ROBERTO ARLT was born in Buenos Aires in 1900. He had a deeply unhappy childhood and was brought up in the city’s crowded tenement houses — the same tenements which feature in The Seven Madmen . As a journalist, Arlt described the rich and vivid life of Buenos Aires. As an inventor, he patented a method to prevent ladders in women’s stockings.

Roberto Arlt died suddenly of a heart attack in Buenos Aires in 1942. He was the author of the novels The Enraged Toy, The Flamethrowers, Love the Enchanter and several plays. First published in 1929, The Seven Madmen perfectly captures the conflict of Argentine society at a crucial moment in its history.

Nick Caistor is the translator of The Seven Madmen . His “Arlt’s Life and Times” is included as the first of two Afterwords.

Roberto Bolaño’s “The Vagaries of the Literature of Doom” is the second Afterword.

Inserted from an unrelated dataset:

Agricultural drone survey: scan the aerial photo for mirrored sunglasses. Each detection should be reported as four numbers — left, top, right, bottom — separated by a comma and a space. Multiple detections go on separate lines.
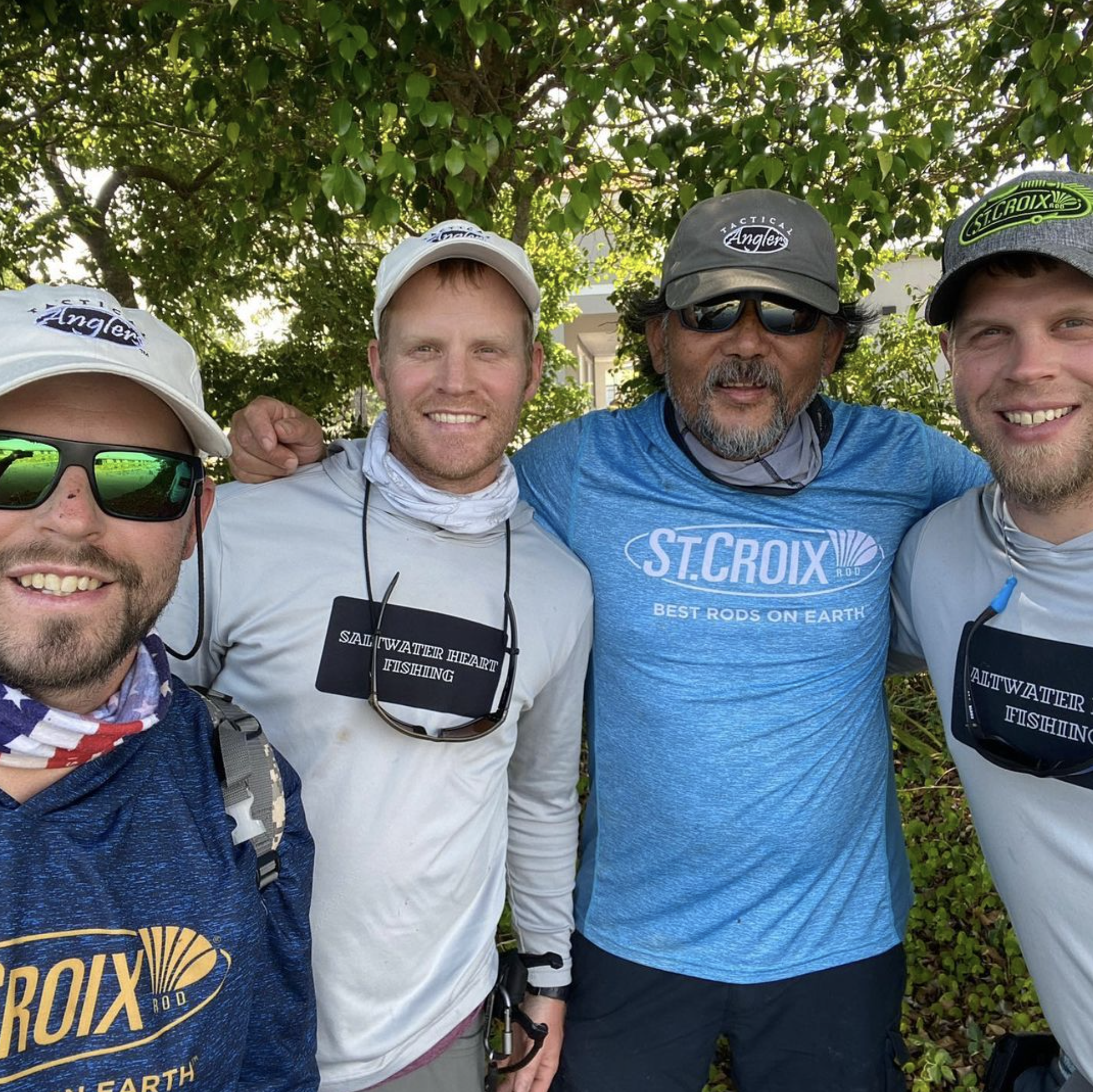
677, 292, 821, 337
0, 430, 204, 522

Praise for The Seven Madmen

“If great means anything at all, then Arlt is surely a great writer … he is Latin America’s first truly urban novelist … this is the power which inspired literature possesses” Guardian

“The reader is possessed almost demonically by these characters … an indestructible force of great literature” Julio Cortázar

“Let’s say, modestly, that Arlt is Jesus Christ. Argentina, of course, is Israel and Buenos Aires is Jerusalem … Arlt is quick, a risk taker, adaptable, a born survivor … Arlt is a Russian, a character from Dostoyevsky, while Borges is an Englishman, a character from Chesterton or Shaw or Stevenson … without doubt an important part of Argentinian and Latin American literature” Roberto Bolaño

“Arlt is, plain and simple, the father of the modern Argentinian novel … he is the most important Argentinian novelist, the greatest” Ricardo Piglia

“If ever anyone from these shores could be called a literary genius, his name was Roberto Arlt … I am talking about a novelist who will be famous in time … and who, unbelievably, is almost unknown in the world today” Juan Carlos Onetti

CHAPTER ONE

THE SURPRISE

As soon as he opened the frosted glass door to the manager’s office, Remo Erdosain wanted to turn back; he realised he was a lost man, but it was too late.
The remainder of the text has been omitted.